A chance at living many lives

A chance at living many lives

Where else but in novels can you truly escape to another land...and return unscathed?

Since I started teaching literature to high school students more than a decade ago, parents often interrogate me about the bearing of classics like Jane Eyre, Wuthering Heights and  Shakespeare plays in today’s world.

Sometimes they worry about the explicit sensual content in novels like ‘The Kiss of the Spider Woman’ and ‘Like Water for Chocolate’ impacting their child’s impressionable minds. These interrogati-ons become particularly pertinent when they see their child struggling to acquire a higher grade in English, a subject they don’t often consider vital when equated with the sciences and mathematics.

Over the years, my answer to each such parent has more or less remained the same. Where else, I say, but in novels can you truly escape to another land, another dwelling, and another time and come back relatively unscathed? Where else but in books can you find both provocation and privacy? Where else can you examine something fragile and tentative without the fear of breaking it? Reading and analysing books is the only way students can move away from the prescribed journey and yet remain on track.

It is mostly through the different novels they study, that students get to live the life and experience the priorities and dilemmas of a diverse individual. This forces them out of their comfort zones, albeit in imagination, and embarks them on an empirical journey. What makes this journey particularly meaningful is the discussion of the text in class.

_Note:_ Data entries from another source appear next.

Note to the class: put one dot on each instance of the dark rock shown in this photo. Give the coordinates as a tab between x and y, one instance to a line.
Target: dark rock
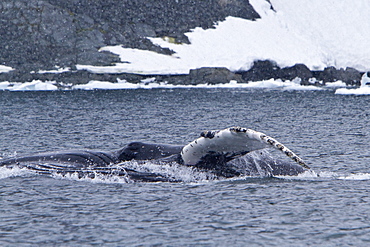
42	34
299	70
349	75
261	70
213	76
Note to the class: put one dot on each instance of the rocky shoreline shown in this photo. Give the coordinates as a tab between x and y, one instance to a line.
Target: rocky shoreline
41	35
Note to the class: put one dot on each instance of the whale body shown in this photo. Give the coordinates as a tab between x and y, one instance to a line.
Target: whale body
231	152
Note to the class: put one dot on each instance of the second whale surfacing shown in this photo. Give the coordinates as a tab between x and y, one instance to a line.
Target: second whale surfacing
227	153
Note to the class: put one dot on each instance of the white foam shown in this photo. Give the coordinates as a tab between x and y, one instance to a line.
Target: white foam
12	172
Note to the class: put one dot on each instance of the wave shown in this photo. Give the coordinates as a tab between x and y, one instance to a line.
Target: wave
172	172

To provide an analogy, when we travel rich, we meet other rich people who live in similar opulent hotels and share parallel experiences. This familiarity might be contented and enjoyable but in no way does it broaden our worldview or make us rich in experience. When we travel poor, we meet people from all walks of life, each in his own private heaven or hell, each with a story very dissimilar to ours. Our mode of transportation (although bumpy) could offer us vistas that we might have never imagined.

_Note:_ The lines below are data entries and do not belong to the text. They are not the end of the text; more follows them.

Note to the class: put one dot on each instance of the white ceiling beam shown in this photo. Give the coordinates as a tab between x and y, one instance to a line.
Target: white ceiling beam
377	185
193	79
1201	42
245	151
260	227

The soaking in of the local flavour and culture only happens when we do not just put the tip of our foot in the water but jump right in. When we soak in humanity. Students today are travelling rich and exposure to different novels allows them an opportunity to travel poor.

Wuthering Heights, in its morbid and gothic elements, hides the transcendental nature of love while Jane Eyre carries in its pages lessons on beauty in simplicity. Shakespeare shows us how absolute power corrupts absolutely and the sensuality in ‘The Kiss of the Spider Woman’ accentuates the need of all humans to find an escape. This is just naming the usual suspects. There are so many lovely novels that could and should be deliberated upon. Each book makes you live a new life, a new experience and what’s more? The book never really ends. It gr-ows inside you and around you, and without you even realising, it helps you grow.

Most parents are convinced with this answer and to those who still have reservations, I say, welcome to my class… come join the joyride. This pretty much clinches the deal.